The Warlord Era (simplified Chinese: 军阀时代; traditional Chinese: 軍閥時代; pinyin: Jūnfá shídài, 1916–1928) was a period in the history of the Republic of China when the control of the country was divided among former military cliques of the Beiyang Army and other regional factions, which was spread across in the mainland regions of Sichuan, Shanxi, Qinghai, Ningxia, Guangdong, Guangxi, Gansu, Yunnan, and Xinjiang. In historiography, the era began when Yuan Shikai died in 1916, and lasted until 1928 when the Nationalist Kuomintang (KMT) officially unified China through the Northern Expedition, marking the beginning of the Nanjing decade. Several of the warlords continued to maintain their influence through the 1930s and the 1940s, which was problematic for the Nationalist government during both the Second Sino-Japanese War and the Chinese Civil War.

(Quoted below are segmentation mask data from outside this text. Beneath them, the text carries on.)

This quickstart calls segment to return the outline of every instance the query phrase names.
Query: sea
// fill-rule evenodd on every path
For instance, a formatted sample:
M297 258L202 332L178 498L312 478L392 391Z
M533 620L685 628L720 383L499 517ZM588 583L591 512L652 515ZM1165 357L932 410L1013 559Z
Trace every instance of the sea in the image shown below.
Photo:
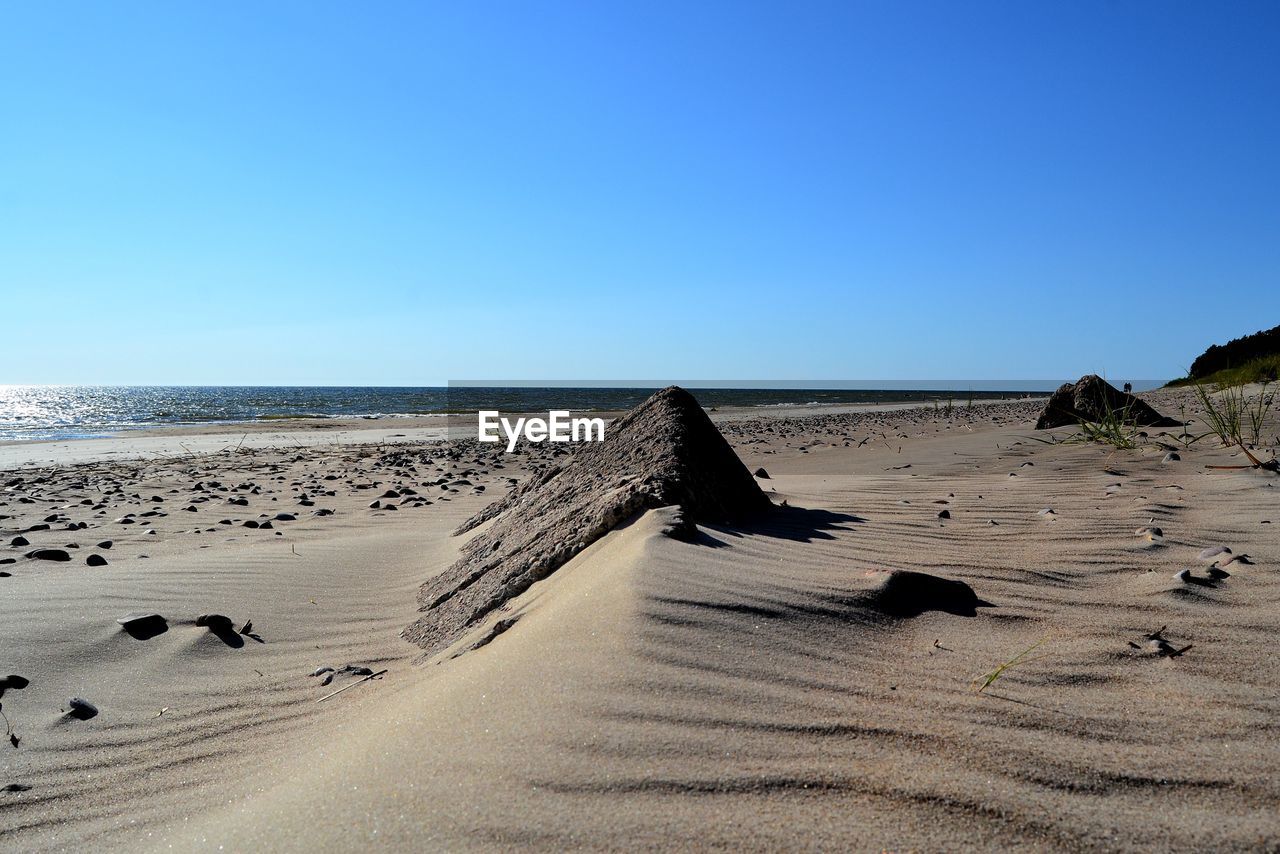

This era was characterized by constant military conflicts between different factions, and the largest conflict was the Central Plains War which involved more than one million soldiers.

The historian Arthur Waldron shows that "warlord" is neither a Chinese word nor a Chinese concept. The Chinese term for "warlord" is junfa (軍閥), which was taken from the Japanese.

The origins of the armies and leaders which dominated politics after 1912 lay in the military reforms of the late Qing dynasty. These reforms did not establish a national army; instead, they mobilized regional armies and militias that had neither standardization nor consistency. During the later phase of the Taiping Rebellion (1850–64), provincial governors were allowed to raise their own armies to fight against the rebels; these forces were not disbanded even after the rebellion was over. The most powerful regional army was the northern-based Beiyang Army under Yuan Shikai, which received the best in training and modern weaponry. Officers were loyal to their superiors and formed cliques based upon their place of origins and background. Units were composed of men from the same province. This policy was meant to reduce dialectal miscommunication, but had the unfortunate side effect of encouraging regionalistic tendencies.